Napoli: "Dissesto idrogeologico è uno dei temi più urgenti a livello nazionale"

"Le immagini che ci giungono in questi giorni da alcuni comuni del nostro territorio, così come da tante altri luoghi d'Italia, sono un colpo al cuore. La mia massima solidarietà va alla comunità di Pellezzano, colpita ieri da una frana devastante.

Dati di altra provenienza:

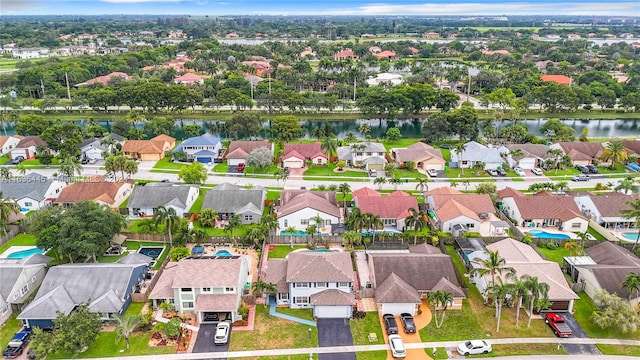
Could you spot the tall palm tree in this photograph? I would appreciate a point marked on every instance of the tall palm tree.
(633, 213)
(614, 152)
(8, 206)
(416, 219)
(167, 217)
(632, 284)
(537, 290)
(125, 325)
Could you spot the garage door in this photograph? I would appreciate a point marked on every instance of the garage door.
(397, 309)
(332, 311)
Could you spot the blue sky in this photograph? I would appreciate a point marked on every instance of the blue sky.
(321, 7)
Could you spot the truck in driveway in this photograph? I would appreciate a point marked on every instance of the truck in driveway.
(558, 325)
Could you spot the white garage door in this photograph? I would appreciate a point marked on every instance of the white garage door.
(332, 311)
(397, 309)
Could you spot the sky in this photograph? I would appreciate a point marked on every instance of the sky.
(321, 7)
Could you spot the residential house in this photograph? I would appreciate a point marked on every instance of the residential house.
(8, 142)
(32, 191)
(27, 147)
(605, 209)
(402, 280)
(581, 153)
(18, 280)
(368, 154)
(105, 287)
(111, 194)
(210, 287)
(298, 208)
(153, 149)
(392, 209)
(322, 281)
(204, 148)
(295, 155)
(475, 153)
(544, 210)
(423, 156)
(526, 261)
(533, 155)
(145, 200)
(229, 200)
(239, 150)
(610, 266)
(470, 211)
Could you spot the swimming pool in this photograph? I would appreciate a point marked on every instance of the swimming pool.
(545, 235)
(24, 253)
(630, 235)
(151, 251)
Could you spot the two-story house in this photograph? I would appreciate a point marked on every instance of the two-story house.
(321, 281)
(210, 287)
(18, 280)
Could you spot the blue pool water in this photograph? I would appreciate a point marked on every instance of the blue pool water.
(24, 253)
(151, 251)
(545, 235)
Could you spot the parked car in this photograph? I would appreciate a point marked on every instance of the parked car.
(558, 325)
(472, 347)
(407, 323)
(390, 324)
(580, 177)
(397, 346)
(221, 336)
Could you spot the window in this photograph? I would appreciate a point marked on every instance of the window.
(187, 304)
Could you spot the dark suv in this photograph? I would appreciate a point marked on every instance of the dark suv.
(390, 324)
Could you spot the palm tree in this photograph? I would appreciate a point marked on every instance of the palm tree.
(344, 188)
(330, 146)
(8, 206)
(614, 152)
(125, 326)
(537, 290)
(167, 217)
(633, 213)
(440, 298)
(422, 185)
(632, 283)
(416, 219)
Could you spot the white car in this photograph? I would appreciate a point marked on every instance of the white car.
(221, 336)
(397, 346)
(472, 347)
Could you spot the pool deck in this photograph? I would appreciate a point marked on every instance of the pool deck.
(13, 249)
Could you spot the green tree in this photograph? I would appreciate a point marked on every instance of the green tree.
(195, 173)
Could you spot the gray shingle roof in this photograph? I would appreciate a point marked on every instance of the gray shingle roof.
(225, 200)
(68, 285)
(32, 185)
(159, 194)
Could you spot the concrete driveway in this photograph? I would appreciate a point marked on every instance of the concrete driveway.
(204, 341)
(578, 332)
(335, 332)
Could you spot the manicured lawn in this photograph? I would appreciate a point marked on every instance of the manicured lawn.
(626, 350)
(583, 310)
(361, 328)
(274, 333)
(554, 255)
(281, 251)
(167, 164)
(21, 239)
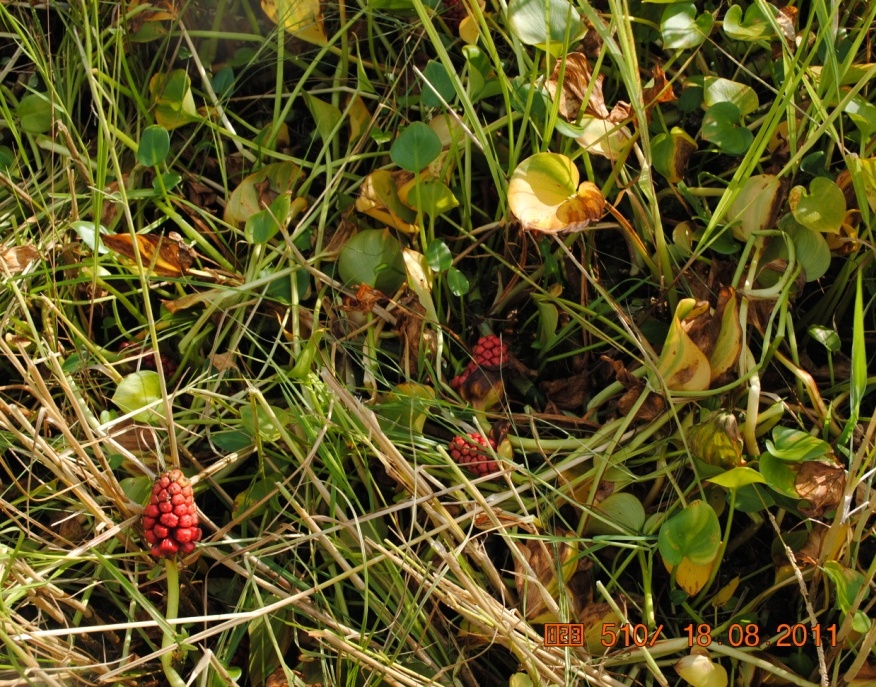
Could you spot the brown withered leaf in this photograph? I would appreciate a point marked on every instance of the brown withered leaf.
(573, 95)
(567, 393)
(483, 521)
(162, 255)
(652, 406)
(17, 258)
(483, 388)
(702, 327)
(595, 617)
(546, 559)
(822, 485)
(417, 339)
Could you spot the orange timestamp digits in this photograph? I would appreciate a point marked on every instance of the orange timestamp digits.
(749, 635)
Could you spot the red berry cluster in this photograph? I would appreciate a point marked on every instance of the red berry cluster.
(467, 451)
(454, 12)
(489, 353)
(170, 520)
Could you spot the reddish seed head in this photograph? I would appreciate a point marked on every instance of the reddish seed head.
(170, 521)
(470, 451)
(489, 352)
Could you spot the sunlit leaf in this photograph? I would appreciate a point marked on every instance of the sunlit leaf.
(90, 235)
(728, 344)
(737, 477)
(174, 104)
(438, 86)
(603, 137)
(671, 152)
(753, 26)
(258, 190)
(160, 255)
(682, 29)
(34, 112)
(431, 196)
(379, 198)
(718, 90)
(359, 117)
(756, 205)
(154, 146)
(690, 576)
(848, 584)
(716, 440)
(138, 390)
(325, 115)
(722, 125)
(265, 423)
(302, 18)
(408, 405)
(698, 670)
(822, 209)
(796, 445)
(549, 24)
(544, 195)
(619, 513)
(552, 563)
(826, 336)
(779, 475)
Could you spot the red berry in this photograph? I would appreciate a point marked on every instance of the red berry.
(489, 352)
(470, 451)
(170, 521)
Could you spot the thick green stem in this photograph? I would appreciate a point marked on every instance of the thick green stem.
(172, 571)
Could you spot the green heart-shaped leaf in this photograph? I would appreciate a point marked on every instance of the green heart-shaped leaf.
(722, 126)
(682, 29)
(823, 209)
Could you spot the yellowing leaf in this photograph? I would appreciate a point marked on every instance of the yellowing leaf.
(587, 206)
(359, 117)
(258, 190)
(682, 365)
(698, 670)
(690, 576)
(604, 137)
(545, 559)
(545, 196)
(174, 104)
(302, 18)
(756, 205)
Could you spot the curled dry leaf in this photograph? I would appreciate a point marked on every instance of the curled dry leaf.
(699, 670)
(660, 92)
(822, 485)
(379, 198)
(165, 256)
(17, 258)
(544, 194)
(652, 406)
(546, 559)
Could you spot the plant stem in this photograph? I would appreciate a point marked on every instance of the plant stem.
(172, 571)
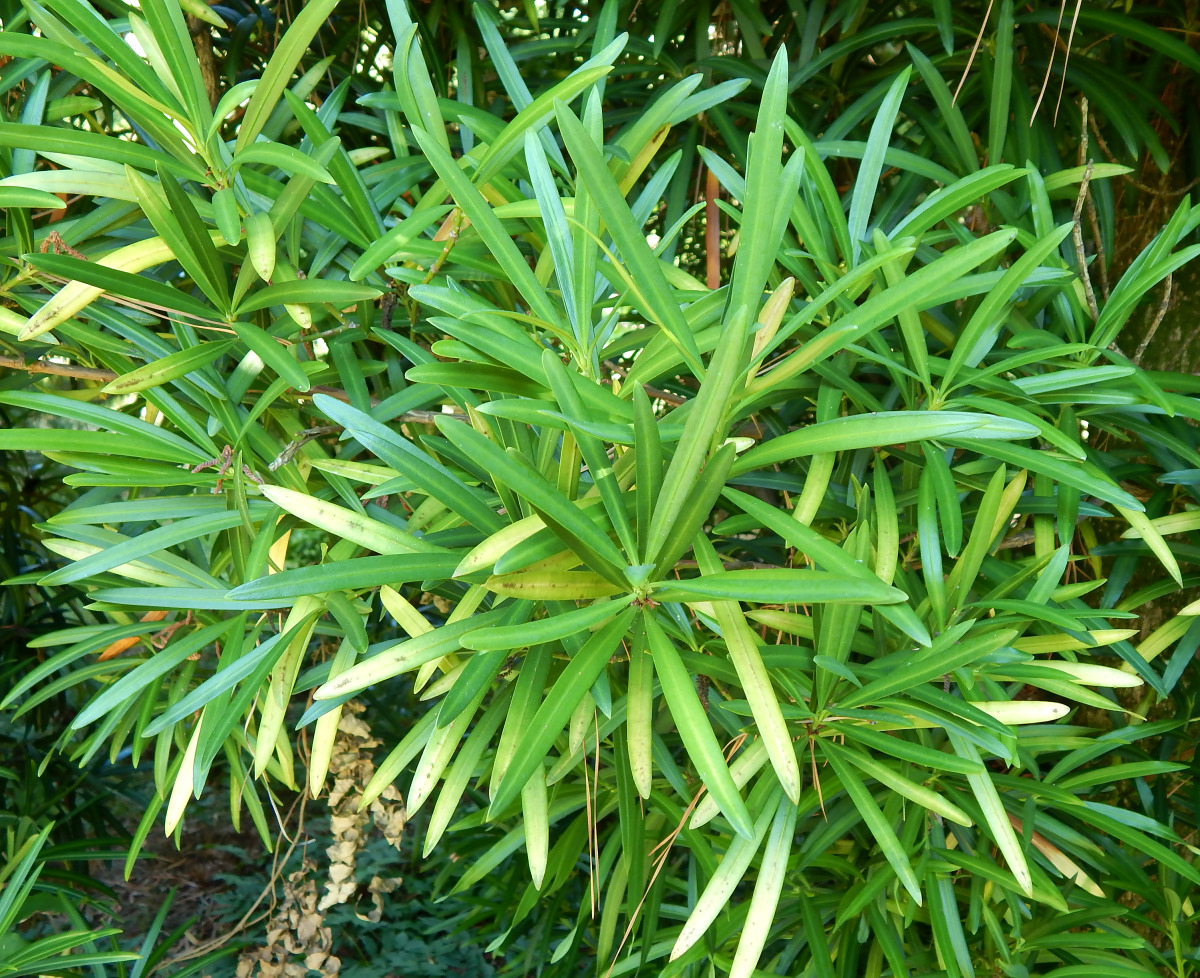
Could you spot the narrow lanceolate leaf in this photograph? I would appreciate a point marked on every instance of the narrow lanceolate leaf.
(895, 427)
(150, 671)
(406, 655)
(149, 543)
(169, 367)
(901, 785)
(556, 510)
(1144, 528)
(696, 730)
(725, 881)
(703, 426)
(778, 586)
(867, 185)
(348, 575)
(643, 265)
(995, 815)
(75, 297)
(767, 888)
(347, 525)
(550, 629)
(755, 679)
(287, 55)
(557, 708)
(877, 823)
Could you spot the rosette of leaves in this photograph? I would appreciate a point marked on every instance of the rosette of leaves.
(736, 624)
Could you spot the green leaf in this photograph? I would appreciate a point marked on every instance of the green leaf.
(285, 157)
(144, 544)
(347, 575)
(654, 293)
(892, 427)
(273, 354)
(778, 586)
(347, 525)
(309, 292)
(877, 823)
(23, 197)
(561, 701)
(551, 629)
(288, 53)
(149, 671)
(695, 729)
(867, 184)
(169, 367)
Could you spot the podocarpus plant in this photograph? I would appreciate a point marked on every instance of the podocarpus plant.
(721, 597)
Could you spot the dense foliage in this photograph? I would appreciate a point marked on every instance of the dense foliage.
(717, 454)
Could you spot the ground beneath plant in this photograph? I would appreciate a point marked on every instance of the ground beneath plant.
(197, 877)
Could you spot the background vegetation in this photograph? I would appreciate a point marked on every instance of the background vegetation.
(695, 489)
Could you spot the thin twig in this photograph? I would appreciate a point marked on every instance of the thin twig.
(1071, 37)
(301, 439)
(1156, 323)
(975, 49)
(1045, 78)
(1093, 222)
(58, 370)
(1078, 237)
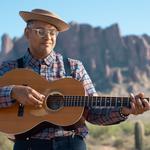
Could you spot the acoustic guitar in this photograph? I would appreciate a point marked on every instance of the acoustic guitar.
(64, 103)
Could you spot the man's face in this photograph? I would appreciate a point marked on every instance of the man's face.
(42, 38)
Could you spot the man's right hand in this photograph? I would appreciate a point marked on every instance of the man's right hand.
(27, 96)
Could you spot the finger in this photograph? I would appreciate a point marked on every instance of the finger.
(146, 104)
(38, 96)
(132, 97)
(140, 95)
(32, 100)
(139, 104)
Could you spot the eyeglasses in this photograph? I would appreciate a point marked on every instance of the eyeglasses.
(44, 32)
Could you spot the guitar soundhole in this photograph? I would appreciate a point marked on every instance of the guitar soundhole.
(54, 102)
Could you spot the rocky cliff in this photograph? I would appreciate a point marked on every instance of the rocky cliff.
(111, 59)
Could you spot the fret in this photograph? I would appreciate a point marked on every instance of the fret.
(103, 101)
(113, 101)
(95, 101)
(119, 102)
(107, 101)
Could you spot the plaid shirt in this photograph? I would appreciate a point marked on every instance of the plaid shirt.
(52, 68)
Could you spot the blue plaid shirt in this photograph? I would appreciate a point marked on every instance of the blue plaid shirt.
(52, 68)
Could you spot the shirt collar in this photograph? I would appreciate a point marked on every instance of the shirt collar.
(29, 59)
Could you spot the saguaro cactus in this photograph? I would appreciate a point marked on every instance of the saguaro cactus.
(139, 135)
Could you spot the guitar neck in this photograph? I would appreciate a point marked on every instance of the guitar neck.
(94, 101)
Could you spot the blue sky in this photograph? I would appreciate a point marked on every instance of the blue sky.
(131, 15)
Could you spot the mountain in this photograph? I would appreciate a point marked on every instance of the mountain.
(114, 62)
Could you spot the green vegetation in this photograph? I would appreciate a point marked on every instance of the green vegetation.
(114, 137)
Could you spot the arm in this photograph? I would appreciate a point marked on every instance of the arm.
(5, 92)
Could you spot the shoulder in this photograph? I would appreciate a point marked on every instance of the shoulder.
(7, 66)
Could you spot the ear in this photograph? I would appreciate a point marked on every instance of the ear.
(26, 33)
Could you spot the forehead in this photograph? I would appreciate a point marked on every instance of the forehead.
(42, 24)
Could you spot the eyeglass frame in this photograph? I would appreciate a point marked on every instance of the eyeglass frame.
(46, 31)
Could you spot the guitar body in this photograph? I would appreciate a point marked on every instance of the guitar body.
(11, 123)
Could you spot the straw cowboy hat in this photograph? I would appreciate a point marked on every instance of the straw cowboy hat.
(46, 16)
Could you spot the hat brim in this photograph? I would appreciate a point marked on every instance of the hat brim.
(58, 23)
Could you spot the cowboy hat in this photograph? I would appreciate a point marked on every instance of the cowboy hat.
(46, 16)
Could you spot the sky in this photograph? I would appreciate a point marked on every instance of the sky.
(133, 16)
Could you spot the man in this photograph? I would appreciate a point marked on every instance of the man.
(41, 32)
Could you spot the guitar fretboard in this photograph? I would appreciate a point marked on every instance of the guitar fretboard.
(96, 101)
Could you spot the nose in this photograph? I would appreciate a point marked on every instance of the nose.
(48, 36)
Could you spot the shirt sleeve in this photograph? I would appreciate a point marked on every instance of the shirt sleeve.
(5, 91)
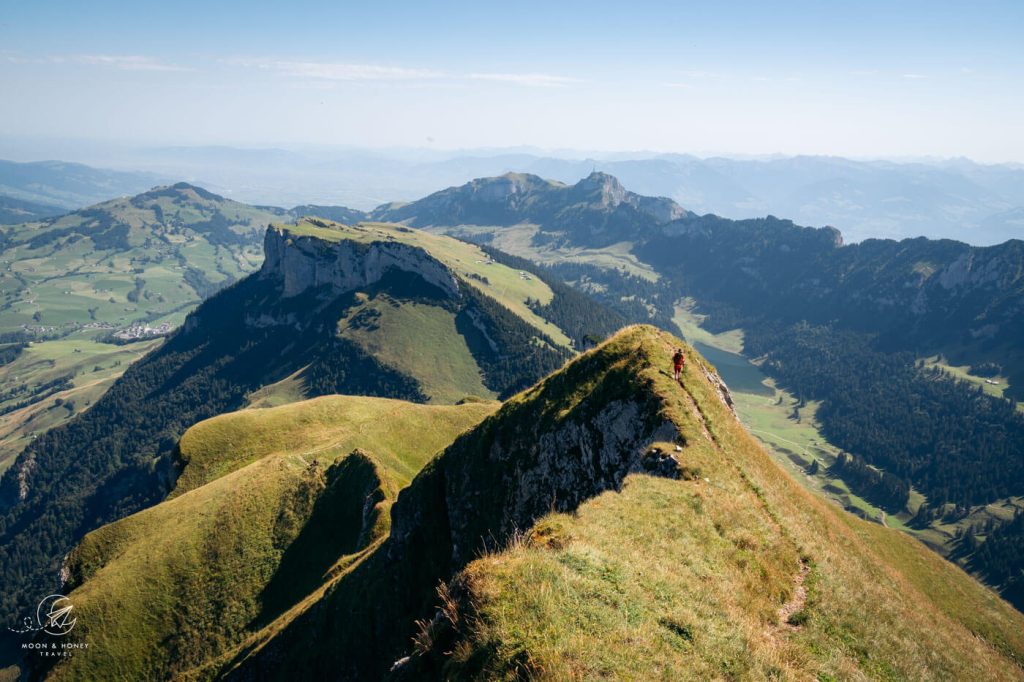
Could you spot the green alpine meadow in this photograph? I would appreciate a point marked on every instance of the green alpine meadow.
(555, 342)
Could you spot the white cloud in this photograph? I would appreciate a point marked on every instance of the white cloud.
(529, 80)
(340, 71)
(334, 71)
(124, 61)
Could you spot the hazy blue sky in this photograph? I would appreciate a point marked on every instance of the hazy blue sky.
(865, 79)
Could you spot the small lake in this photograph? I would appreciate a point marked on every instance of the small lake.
(739, 374)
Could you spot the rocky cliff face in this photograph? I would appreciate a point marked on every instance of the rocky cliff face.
(306, 262)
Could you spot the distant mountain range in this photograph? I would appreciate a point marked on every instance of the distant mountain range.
(541, 494)
(59, 186)
(608, 522)
(953, 199)
(382, 308)
(367, 310)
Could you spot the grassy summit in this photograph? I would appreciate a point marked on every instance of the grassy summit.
(606, 522)
(594, 567)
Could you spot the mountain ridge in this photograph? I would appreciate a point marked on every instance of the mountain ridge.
(332, 314)
(610, 521)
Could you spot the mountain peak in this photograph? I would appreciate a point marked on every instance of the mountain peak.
(611, 190)
(182, 188)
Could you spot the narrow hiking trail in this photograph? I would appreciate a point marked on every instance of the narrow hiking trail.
(799, 599)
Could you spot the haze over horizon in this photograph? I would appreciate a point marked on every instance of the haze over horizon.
(919, 80)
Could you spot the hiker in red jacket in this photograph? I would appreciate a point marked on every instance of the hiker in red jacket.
(678, 361)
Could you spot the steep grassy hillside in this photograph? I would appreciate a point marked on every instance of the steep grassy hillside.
(269, 505)
(632, 528)
(140, 260)
(870, 338)
(376, 314)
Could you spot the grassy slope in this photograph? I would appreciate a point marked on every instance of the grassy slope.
(685, 580)
(518, 241)
(93, 368)
(506, 286)
(65, 280)
(420, 341)
(260, 517)
(796, 442)
(401, 435)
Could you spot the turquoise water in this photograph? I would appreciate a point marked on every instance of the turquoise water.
(739, 374)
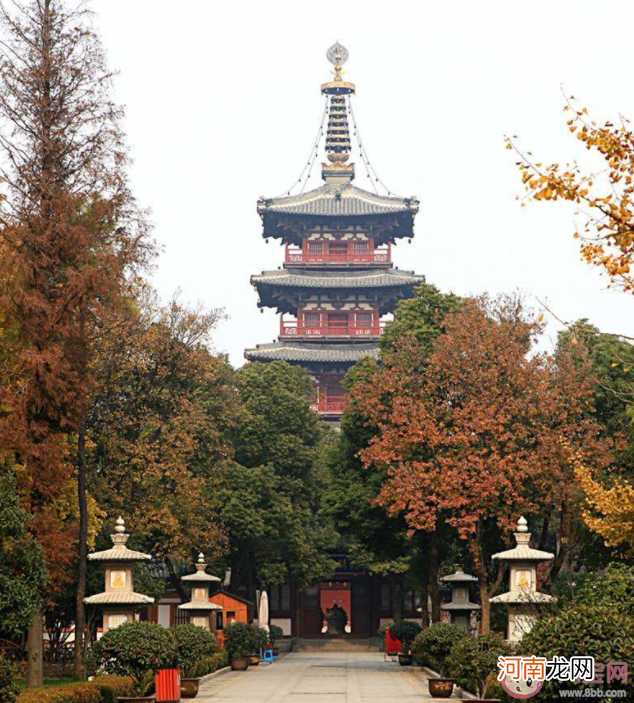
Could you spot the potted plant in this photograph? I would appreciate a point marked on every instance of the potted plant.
(239, 643)
(405, 631)
(136, 650)
(473, 663)
(275, 633)
(194, 644)
(432, 648)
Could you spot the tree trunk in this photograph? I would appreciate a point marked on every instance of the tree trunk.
(485, 607)
(175, 581)
(424, 603)
(80, 607)
(480, 569)
(35, 647)
(433, 577)
(397, 595)
(563, 544)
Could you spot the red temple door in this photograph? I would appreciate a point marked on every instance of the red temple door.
(311, 612)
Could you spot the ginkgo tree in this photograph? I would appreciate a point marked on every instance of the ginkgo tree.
(604, 195)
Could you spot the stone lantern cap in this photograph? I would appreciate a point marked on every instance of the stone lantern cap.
(114, 598)
(459, 605)
(119, 551)
(119, 554)
(522, 551)
(200, 576)
(459, 577)
(523, 597)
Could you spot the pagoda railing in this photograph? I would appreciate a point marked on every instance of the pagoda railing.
(293, 329)
(378, 256)
(328, 406)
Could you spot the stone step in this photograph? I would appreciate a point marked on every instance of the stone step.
(335, 644)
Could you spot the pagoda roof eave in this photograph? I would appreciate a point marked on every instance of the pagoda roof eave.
(338, 200)
(340, 280)
(284, 288)
(290, 218)
(316, 353)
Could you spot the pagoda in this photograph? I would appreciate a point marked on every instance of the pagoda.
(338, 280)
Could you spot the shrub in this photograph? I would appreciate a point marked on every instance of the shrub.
(275, 633)
(8, 688)
(136, 650)
(193, 644)
(207, 665)
(599, 632)
(405, 631)
(614, 588)
(103, 689)
(473, 661)
(239, 640)
(432, 646)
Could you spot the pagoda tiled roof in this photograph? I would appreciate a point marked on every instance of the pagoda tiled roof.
(338, 200)
(298, 352)
(384, 278)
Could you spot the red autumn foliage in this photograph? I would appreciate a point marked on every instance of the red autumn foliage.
(473, 433)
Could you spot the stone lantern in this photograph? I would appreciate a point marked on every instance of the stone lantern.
(460, 608)
(199, 609)
(119, 602)
(523, 596)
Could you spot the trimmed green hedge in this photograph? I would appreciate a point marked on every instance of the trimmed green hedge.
(432, 646)
(597, 631)
(103, 689)
(194, 643)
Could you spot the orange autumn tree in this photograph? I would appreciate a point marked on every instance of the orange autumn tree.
(604, 195)
(469, 435)
(72, 238)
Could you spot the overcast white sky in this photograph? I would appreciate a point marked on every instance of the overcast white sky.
(223, 104)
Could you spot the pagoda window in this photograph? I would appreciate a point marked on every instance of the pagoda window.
(316, 248)
(312, 319)
(337, 319)
(339, 249)
(360, 248)
(364, 319)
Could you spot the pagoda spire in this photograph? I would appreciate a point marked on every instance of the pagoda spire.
(338, 132)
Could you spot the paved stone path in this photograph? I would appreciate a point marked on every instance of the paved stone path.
(318, 677)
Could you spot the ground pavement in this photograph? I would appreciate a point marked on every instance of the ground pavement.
(319, 677)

Diversi smottamenti si sono verificati in città, così come sul raccordo SA-AV, e fanno il paio con gli eventi che nei giorni scorsi hanno ferito la meravigliosa Costiera Amalfitana e nei mesi scorsi il Cilento.

A fronte di eventi atmosferici sempre più estremi, che nulla hanno a che fare col passato, quello del dissesto idrogeologico è uno dei temi più urgenti ed importanti da affrontare sul piano nazionale.

Dovrà pertanto trovare uno spazio privilegiato nell'agenda del Governo affinché siano rese disponibili importanti risorse per programmi ed opere risolutivi a favore della sicurezza delle nostre comunità ed a sostegno delle attività della Regione già in prima linea per gli interventi nell'area del Sarno, in Costa d'Amalfi, nel Cilento e nel capoluogo. Dobbiamo tenere alta la guardia e non commettere l'errore di sottovalutare gli allarmi e le allerte degli organi competenti". Lo scrive sui social il sindaco di Salerno, Vincenzo Napoli.